# More trail riding photos



## whisperbaby22 (Jan 25, 2013)

I did remember my camera today, fun photos.


----------



## ChevysMyBoy (Jan 2, 2013)

Oh you lucky duck! There are no trails around me So were stuck with a dirt outdoor arena.


----------



## whisperbaby22 (Jan 25, 2013)

It's hard to believe that I live in the city. But minutes from a heavily protected river, only horses and hikers allowed. Else I'd be going nuts.


----------



## whisperbaby22 (Jan 25, 2013)

Yesterday the weather was unsettled, so I went early down to the corner. There are trails all over in the sand, you can go left or right as in this first photo. Then down to the river to cool off, and back home.


----------



## lvmyhorses (Dec 18, 2012)

these photo look like the Santa Ana river in Norco, Calif? Yes or No?


----------



## whisperbaby22 (Jan 25, 2013)

Overcast this morning - perfect for riding. I was anxious to see how a photo in the fog would turn out.


----------



## whisperbaby22 (Jan 25, 2013)

It rained a bit, so I went down to the river to see how far up the water had gone.


----------



## RegularJoe (Aug 26, 2014)

whisperbaby22 said:


> Overcast this morning - perfect for riding. I was anxious to see how a photo in the fog would turn out.
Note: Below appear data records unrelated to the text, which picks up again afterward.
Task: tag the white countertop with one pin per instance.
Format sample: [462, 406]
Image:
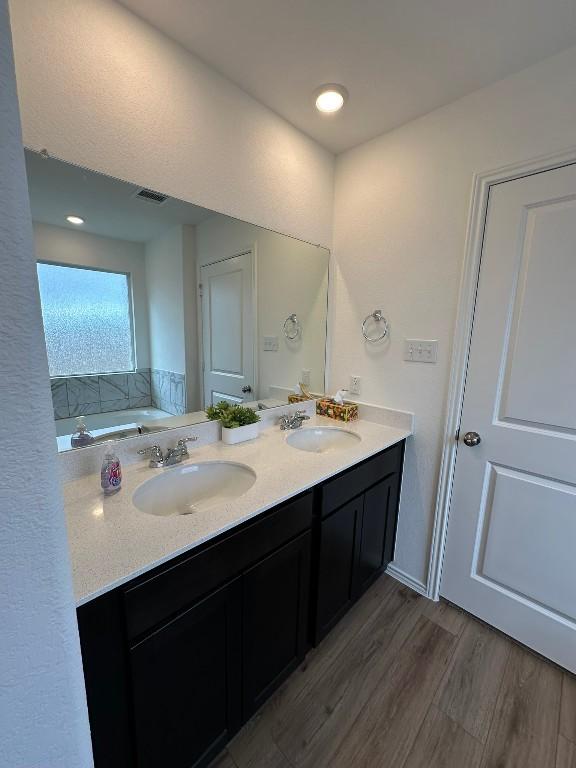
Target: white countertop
[111, 541]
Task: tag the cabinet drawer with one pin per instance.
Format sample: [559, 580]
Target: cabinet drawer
[355, 481]
[163, 594]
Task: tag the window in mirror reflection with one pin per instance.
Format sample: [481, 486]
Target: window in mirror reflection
[87, 320]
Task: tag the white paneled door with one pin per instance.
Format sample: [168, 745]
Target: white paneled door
[227, 300]
[511, 550]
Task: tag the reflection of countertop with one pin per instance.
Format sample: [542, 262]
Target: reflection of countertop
[111, 541]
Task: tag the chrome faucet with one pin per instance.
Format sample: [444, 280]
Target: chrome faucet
[293, 420]
[173, 455]
[155, 453]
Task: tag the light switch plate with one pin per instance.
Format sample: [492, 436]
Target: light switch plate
[354, 387]
[421, 350]
[270, 344]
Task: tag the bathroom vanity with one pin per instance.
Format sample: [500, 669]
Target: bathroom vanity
[178, 658]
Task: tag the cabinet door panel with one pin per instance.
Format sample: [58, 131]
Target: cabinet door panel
[372, 535]
[186, 684]
[337, 555]
[275, 616]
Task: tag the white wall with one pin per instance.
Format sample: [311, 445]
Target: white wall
[42, 707]
[401, 209]
[66, 246]
[193, 365]
[292, 276]
[103, 89]
[164, 276]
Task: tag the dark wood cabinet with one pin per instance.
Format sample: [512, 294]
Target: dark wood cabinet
[336, 558]
[275, 620]
[355, 539]
[186, 684]
[178, 659]
[376, 533]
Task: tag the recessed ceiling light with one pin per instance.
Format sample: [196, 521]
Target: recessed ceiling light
[330, 98]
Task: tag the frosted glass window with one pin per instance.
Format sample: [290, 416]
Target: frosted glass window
[87, 320]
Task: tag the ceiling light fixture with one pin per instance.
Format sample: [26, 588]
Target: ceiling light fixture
[330, 98]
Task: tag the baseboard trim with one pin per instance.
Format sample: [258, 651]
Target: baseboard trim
[405, 578]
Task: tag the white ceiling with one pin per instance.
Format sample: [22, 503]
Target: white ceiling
[398, 58]
[108, 205]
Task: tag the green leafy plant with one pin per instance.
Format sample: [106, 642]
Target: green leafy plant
[232, 416]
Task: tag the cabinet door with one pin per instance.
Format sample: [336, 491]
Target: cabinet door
[186, 683]
[336, 559]
[377, 532]
[275, 619]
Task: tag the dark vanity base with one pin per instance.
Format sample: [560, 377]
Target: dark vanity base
[176, 661]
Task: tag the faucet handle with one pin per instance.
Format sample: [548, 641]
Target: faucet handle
[155, 453]
[183, 440]
[182, 443]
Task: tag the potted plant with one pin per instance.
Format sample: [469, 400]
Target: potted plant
[239, 423]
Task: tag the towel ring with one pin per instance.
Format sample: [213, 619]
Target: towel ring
[291, 327]
[378, 317]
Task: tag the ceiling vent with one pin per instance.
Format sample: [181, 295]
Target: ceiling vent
[151, 197]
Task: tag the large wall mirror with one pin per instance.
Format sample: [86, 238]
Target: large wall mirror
[154, 308]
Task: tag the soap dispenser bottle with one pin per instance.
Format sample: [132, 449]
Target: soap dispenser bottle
[111, 473]
[81, 436]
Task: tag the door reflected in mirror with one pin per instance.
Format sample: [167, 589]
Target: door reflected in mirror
[155, 308]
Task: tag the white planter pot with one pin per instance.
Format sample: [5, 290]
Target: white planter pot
[240, 434]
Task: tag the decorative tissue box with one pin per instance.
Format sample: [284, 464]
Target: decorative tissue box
[344, 412]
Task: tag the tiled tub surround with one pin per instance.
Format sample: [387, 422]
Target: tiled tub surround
[85, 395]
[111, 541]
[102, 393]
[168, 390]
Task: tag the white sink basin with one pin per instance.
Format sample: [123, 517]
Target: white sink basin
[190, 488]
[322, 439]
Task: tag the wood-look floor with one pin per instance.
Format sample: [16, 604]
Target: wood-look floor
[403, 682]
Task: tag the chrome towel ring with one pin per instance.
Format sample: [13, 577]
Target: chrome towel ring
[378, 317]
[292, 327]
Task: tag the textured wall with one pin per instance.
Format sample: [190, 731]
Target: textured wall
[121, 98]
[401, 210]
[42, 708]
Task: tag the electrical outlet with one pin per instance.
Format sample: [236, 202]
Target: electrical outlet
[270, 344]
[421, 350]
[355, 385]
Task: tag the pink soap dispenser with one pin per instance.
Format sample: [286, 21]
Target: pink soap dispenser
[111, 473]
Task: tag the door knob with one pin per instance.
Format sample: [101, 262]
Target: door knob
[472, 439]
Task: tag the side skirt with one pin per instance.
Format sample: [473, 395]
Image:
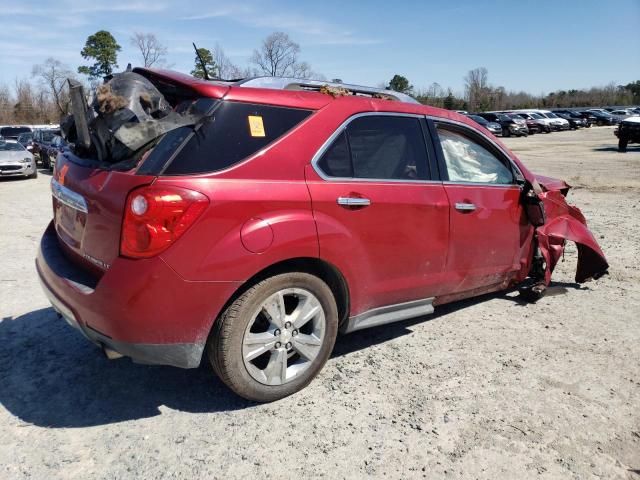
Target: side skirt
[388, 314]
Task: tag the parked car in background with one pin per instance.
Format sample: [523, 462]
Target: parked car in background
[628, 132]
[286, 216]
[531, 125]
[623, 113]
[13, 132]
[26, 140]
[493, 127]
[602, 117]
[543, 123]
[49, 152]
[561, 123]
[16, 161]
[509, 126]
[42, 139]
[574, 122]
[554, 122]
[587, 118]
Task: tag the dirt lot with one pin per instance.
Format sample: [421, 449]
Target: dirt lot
[488, 388]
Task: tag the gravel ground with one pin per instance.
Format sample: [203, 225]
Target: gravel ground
[486, 388]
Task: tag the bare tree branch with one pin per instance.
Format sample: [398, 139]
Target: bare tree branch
[153, 52]
[278, 57]
[53, 75]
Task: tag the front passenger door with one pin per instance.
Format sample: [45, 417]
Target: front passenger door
[488, 227]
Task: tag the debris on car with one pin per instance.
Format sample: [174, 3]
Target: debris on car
[127, 114]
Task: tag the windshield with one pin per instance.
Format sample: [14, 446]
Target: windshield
[10, 147]
[48, 135]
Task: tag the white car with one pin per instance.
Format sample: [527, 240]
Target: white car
[549, 118]
[623, 113]
[15, 160]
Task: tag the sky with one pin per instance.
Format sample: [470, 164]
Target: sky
[537, 47]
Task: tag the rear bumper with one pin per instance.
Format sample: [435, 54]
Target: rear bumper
[139, 308]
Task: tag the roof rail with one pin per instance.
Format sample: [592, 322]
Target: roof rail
[290, 83]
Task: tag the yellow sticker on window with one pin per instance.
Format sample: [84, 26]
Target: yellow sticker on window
[256, 126]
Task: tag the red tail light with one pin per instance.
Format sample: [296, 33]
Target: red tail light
[155, 217]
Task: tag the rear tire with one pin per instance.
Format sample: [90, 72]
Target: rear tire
[264, 355]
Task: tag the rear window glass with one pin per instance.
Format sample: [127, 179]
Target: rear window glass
[233, 132]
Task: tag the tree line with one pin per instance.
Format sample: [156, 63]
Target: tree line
[44, 97]
[480, 96]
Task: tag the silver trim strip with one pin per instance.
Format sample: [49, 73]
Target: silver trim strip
[68, 197]
[389, 314]
[353, 201]
[465, 207]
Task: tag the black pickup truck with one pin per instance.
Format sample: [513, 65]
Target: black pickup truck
[628, 132]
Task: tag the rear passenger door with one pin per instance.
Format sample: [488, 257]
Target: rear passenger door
[381, 218]
[488, 225]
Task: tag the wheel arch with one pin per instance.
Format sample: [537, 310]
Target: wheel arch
[322, 269]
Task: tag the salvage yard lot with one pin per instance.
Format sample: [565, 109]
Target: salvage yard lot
[486, 388]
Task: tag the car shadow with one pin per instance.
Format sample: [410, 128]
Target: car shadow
[53, 377]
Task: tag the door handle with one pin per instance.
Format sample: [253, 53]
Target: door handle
[353, 202]
[465, 207]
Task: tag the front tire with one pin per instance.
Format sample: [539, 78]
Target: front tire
[275, 338]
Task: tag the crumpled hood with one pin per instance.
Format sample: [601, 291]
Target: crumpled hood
[13, 157]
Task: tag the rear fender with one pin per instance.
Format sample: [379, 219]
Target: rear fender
[566, 222]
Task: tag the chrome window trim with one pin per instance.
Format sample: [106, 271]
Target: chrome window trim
[323, 148]
[498, 147]
[68, 197]
[482, 184]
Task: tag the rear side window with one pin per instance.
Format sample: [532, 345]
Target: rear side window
[233, 132]
[378, 147]
[468, 161]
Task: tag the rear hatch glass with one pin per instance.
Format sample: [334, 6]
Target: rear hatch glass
[232, 132]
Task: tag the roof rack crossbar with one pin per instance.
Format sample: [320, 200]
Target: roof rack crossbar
[289, 83]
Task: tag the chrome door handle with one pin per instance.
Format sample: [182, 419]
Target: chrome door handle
[353, 202]
[465, 207]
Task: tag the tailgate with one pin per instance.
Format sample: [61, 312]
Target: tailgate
[88, 206]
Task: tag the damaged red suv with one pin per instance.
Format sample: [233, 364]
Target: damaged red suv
[252, 221]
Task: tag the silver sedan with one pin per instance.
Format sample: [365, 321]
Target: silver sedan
[15, 160]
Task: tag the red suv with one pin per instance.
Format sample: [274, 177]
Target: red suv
[253, 221]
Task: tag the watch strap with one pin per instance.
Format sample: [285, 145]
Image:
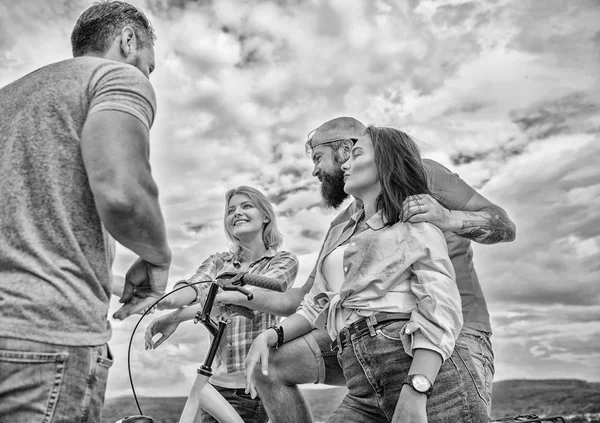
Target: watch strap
[279, 331]
[408, 380]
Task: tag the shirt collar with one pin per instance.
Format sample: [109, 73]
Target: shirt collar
[375, 222]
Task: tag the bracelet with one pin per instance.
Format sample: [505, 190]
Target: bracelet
[279, 330]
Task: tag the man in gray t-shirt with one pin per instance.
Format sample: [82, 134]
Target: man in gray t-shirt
[74, 173]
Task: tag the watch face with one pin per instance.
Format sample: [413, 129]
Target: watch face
[421, 383]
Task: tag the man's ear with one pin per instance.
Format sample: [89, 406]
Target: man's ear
[128, 41]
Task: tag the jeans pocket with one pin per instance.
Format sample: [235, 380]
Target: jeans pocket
[31, 383]
[466, 362]
[392, 331]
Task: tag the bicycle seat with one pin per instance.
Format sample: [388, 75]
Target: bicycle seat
[136, 419]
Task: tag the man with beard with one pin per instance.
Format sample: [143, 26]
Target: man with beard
[456, 208]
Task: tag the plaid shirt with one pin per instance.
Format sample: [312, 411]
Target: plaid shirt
[241, 331]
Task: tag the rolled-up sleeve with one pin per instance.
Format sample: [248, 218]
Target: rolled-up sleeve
[437, 320]
[283, 267]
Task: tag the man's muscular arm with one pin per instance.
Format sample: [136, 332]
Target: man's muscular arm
[489, 225]
[480, 220]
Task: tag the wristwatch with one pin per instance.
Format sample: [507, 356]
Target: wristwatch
[420, 383]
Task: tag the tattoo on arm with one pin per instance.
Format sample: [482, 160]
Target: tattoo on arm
[489, 225]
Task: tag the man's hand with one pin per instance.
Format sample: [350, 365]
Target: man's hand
[425, 208]
[411, 407]
[144, 284]
[165, 325]
[259, 352]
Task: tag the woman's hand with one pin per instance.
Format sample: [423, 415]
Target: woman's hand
[411, 407]
[259, 352]
[165, 325]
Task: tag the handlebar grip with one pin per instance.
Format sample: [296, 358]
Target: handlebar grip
[265, 282]
[242, 311]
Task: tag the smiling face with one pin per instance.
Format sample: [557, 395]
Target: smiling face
[243, 218]
[361, 177]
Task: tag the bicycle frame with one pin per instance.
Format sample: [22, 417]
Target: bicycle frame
[204, 395]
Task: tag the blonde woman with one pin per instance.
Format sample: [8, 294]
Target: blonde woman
[251, 229]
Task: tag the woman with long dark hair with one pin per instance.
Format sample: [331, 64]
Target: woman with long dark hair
[387, 295]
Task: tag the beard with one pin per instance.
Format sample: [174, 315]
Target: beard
[332, 188]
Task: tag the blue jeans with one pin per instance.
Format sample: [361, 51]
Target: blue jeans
[46, 383]
[250, 410]
[374, 368]
[479, 345]
[477, 342]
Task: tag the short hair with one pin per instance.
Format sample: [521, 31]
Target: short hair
[271, 235]
[401, 171]
[97, 27]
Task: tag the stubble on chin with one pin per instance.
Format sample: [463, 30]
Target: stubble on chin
[332, 189]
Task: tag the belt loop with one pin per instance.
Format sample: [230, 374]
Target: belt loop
[371, 322]
[340, 343]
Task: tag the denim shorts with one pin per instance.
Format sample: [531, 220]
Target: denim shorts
[477, 342]
[374, 368]
[46, 383]
[479, 345]
[330, 372]
[250, 410]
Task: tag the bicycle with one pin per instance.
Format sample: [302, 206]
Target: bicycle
[530, 418]
[204, 395]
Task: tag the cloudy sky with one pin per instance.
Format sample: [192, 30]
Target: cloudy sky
[504, 92]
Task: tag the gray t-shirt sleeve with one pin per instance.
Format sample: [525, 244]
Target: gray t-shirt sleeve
[447, 187]
[121, 87]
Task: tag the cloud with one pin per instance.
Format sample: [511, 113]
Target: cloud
[502, 92]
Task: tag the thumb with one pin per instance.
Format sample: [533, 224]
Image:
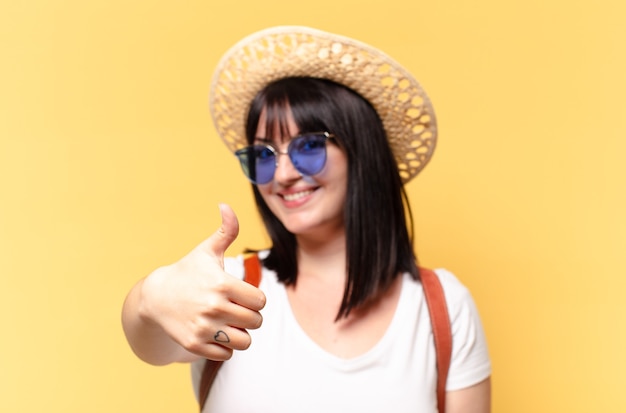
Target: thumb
[221, 239]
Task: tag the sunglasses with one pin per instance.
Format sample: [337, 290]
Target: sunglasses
[307, 153]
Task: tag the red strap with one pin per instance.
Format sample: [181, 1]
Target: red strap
[442, 332]
[439, 318]
[252, 275]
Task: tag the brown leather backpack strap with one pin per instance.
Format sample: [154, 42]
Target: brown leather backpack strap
[442, 331]
[252, 275]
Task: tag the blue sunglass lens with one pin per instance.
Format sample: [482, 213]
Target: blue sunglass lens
[306, 152]
[258, 163]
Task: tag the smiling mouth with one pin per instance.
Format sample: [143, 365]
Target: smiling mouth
[297, 195]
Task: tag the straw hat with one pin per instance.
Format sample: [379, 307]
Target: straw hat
[294, 51]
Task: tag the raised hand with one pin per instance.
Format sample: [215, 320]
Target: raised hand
[197, 305]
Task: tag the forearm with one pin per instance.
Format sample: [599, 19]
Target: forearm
[146, 338]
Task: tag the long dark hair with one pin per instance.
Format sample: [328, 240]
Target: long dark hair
[378, 217]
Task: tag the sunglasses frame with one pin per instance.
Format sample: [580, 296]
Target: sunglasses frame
[242, 154]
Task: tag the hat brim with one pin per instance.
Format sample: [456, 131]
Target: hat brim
[295, 51]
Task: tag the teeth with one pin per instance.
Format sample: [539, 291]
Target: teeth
[297, 195]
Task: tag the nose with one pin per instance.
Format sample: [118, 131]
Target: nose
[285, 171]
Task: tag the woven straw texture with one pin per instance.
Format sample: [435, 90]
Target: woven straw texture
[286, 51]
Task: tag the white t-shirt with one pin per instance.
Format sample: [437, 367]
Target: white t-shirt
[284, 371]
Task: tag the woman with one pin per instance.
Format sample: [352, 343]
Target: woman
[333, 129]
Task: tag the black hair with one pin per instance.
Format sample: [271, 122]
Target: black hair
[378, 219]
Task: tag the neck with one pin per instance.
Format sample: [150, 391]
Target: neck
[322, 260]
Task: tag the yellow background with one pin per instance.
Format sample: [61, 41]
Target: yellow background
[110, 167]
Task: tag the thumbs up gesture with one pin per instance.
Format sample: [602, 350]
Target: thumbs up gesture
[193, 308]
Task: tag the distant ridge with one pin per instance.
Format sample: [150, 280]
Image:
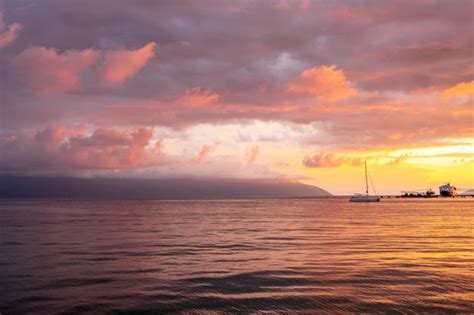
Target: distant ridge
[132, 188]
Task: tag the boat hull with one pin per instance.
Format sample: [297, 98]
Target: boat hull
[365, 199]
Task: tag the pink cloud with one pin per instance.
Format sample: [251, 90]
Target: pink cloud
[56, 149]
[123, 64]
[197, 97]
[463, 88]
[50, 71]
[323, 160]
[8, 33]
[203, 152]
[324, 83]
[252, 153]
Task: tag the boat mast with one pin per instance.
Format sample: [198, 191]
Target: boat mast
[366, 182]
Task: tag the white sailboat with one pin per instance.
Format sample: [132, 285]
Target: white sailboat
[365, 197]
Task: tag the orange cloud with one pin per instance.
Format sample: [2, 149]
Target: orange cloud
[463, 88]
[51, 72]
[252, 153]
[8, 33]
[121, 65]
[323, 160]
[324, 83]
[197, 97]
[204, 152]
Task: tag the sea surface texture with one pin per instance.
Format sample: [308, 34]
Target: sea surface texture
[306, 255]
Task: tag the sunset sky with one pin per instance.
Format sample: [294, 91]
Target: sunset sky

Fog is great for obscuring objects in the distance when you really want to make something in the foreground pop. 

Nice trail.


----------



## whisperbaby22 (Jan 25, 2013)

Thanks. Partly to figure out how to use the computer, partly enjoying trying to get "artistic" photos, but all fun.


----------



## balaarena (Sep 10, 2014)

Hi, Nice fun photos.. thanks for sharing....


----------



## whisperbaby22 (Jan 25, 2013)

Absolutely glorious yesterday, even though I will get a lot more hot weather, just being fall the light and the air seems fresher.


----------



## whisperbaby22 (Jan 25, 2013)

I was very annoyed Friday, went for a ride, and Bam! Everything just seems so much better when you can ride!


----------



## whisperbaby22 (Jan 25, 2013)

Balmy So Cal.


----------



## texasgal (Jul 25, 2008)

Love the photos, but one thing is sorely missing in every photo....

EARS!

LOL ..


----------